With a little rain and new grass, you might not even know the Rainbow Family Gathering even happened.
As one could imagine, the gathering’s amassing pilgrims make a mess of the Uinta National Forest that they occupy until 8,000 of them arrive for the annual culminating prayer circle on July 4.
Grass is trampled, trails are blazed, impromptu latrines are dug, kitchens and a stage are erected — a make-shift town arises in a forest. But after all the praying and dancing is over, what happens next?
"They always leave a cleanup crew," said Kathy Jo Pollock, spokeswoman for the U.S. Forest Service, on Wednesday. "They have started rolling up clothes, sorting the garbage — they do recycle. They were filling in the slit trenches and latrines, breaking up the fire rings, putting rocks back where they had found them… As you can imagine, 8,000 people make a lot of fire rings."
The attendees impacted about 1,300 acres, between the parking areas, the couple of miles of hiking trails used to reach the gathering, and the meeting area itself, Pollock said. The gathering’s crew has to rehabilitate the area before they can leave, she said.
"People were concerned how some of the forage was walked on and pushed on. That will come back on its own [with some rain]," Pollock said.
Forest Service officials said it cost the agency about $500,000 in staffing costs to handle a counterculture group’s annual gathering, according to the Associated Press.

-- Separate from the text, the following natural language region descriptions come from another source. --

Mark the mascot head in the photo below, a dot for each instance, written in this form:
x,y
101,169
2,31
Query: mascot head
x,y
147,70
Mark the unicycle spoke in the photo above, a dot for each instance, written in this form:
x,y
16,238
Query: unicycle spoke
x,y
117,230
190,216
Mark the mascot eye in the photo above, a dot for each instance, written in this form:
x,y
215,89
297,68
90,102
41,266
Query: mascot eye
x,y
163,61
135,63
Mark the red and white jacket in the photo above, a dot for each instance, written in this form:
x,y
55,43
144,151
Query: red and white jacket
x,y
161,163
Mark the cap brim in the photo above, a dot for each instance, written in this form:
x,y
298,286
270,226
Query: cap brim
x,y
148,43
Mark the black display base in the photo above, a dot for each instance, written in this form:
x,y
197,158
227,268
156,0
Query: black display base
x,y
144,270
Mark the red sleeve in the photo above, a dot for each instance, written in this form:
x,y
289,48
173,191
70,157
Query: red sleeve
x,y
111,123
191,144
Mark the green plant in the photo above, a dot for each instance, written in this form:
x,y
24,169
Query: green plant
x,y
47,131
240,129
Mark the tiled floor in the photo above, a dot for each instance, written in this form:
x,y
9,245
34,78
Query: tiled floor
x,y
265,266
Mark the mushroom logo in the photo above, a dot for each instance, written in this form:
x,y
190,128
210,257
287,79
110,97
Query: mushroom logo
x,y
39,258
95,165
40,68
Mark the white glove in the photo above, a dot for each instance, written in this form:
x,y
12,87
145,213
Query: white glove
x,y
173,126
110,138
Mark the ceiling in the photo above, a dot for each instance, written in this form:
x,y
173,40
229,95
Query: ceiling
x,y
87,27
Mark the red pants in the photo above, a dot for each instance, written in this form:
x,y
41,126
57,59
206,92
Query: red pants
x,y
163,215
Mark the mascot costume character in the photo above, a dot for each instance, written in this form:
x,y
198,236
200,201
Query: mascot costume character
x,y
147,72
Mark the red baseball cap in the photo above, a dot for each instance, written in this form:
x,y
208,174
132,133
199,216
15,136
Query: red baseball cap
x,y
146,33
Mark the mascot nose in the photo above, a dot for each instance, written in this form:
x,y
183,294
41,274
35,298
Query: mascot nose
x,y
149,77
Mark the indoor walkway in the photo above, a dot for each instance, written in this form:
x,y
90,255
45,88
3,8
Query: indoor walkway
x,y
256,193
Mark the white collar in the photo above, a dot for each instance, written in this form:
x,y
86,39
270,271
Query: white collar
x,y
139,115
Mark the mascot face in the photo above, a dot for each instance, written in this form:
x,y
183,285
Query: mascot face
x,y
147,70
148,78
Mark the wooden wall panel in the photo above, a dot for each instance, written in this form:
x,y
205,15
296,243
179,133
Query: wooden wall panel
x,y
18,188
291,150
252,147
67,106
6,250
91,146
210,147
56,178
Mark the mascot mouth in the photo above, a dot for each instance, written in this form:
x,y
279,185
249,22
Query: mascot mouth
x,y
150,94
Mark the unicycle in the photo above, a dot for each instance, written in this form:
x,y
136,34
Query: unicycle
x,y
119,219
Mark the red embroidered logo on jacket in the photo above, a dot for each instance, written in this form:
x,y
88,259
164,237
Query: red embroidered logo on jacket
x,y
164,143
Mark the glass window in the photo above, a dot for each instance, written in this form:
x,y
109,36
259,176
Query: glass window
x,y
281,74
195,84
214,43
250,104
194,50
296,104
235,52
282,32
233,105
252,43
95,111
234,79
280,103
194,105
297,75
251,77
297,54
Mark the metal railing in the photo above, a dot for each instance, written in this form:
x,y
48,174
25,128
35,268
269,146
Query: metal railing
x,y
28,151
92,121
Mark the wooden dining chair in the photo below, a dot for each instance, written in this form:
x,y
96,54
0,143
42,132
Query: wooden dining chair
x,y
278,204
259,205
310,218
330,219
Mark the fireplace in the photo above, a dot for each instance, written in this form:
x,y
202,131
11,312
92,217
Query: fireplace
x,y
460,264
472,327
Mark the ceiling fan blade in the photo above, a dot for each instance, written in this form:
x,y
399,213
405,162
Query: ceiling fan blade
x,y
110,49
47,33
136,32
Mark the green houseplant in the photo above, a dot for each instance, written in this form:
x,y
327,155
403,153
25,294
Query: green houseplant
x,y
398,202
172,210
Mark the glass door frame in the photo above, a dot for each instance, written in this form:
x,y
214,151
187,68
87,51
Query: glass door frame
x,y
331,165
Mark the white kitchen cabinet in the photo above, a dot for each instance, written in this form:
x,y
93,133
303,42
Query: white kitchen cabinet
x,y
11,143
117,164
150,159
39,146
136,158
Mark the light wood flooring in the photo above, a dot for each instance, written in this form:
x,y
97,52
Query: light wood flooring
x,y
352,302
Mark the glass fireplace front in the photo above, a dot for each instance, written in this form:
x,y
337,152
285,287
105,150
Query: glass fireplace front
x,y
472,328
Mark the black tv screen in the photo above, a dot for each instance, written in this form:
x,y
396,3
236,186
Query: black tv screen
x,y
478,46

Everyone but the clean-up crew is expected to leave this week; if not, they eventually have to, or the Forest Service will remove them.
The forest has a two-week camping limit, but that’s hard to enforce on growing throngs of people with no formal organization or leadership, Pollock said. It’s also hard to track that many people and their length of stay, she said, adding that most of the attendees were not there beyond the time limit.
"They have the right to assemble. We just deal with the issues," she said.
Now that the gathering is over and at least 85 percent of the attendees have left, that limit took effect on Monday for anyone who isn’t part of the cleanup crew, Pollock said.
There are a few other Rainbows, though, who are not going home just yet: they are inmates of the Wasatch County Jail. Arrests at the gathering, estimated in the dozens, pushed the inmate population at the jail to capacity or near-capacity for several days.
Among the inmates is Leilani Novak-Garcia, 33, also known as "Hitler," who was charged in 4th District Court with second-degree felony attempted murder for allegedly stabbing a man in the head and shoulder who was trying to get her to stop honking her car horn at about 1 a.m. on June 23. During the same episode, Novak-Garcia allegedly stabbed another man in the arm, for which she has been charged with aggravated assault. A preliminary hearing is scheduled for later this month.
Deputy Wasatch County Attorney McKay King said the woman reportedly struck yet another person with a tire iron, but the alleged victim was never found.
Law enforcement also investigated two deaths, the cause of which remain unknown. Timothy R. Gillespie, 68, of Texas, was found dead in his tent on June 29, and Susan M. Wilkinson, 39, of Keene, N.H., died June 15 while sleeping outdoors.
Forest Service officers issued 136 citations, 195 warnings, and documented 225 other incidents in which either a citation or warning would be warranted, but no one was around to cite.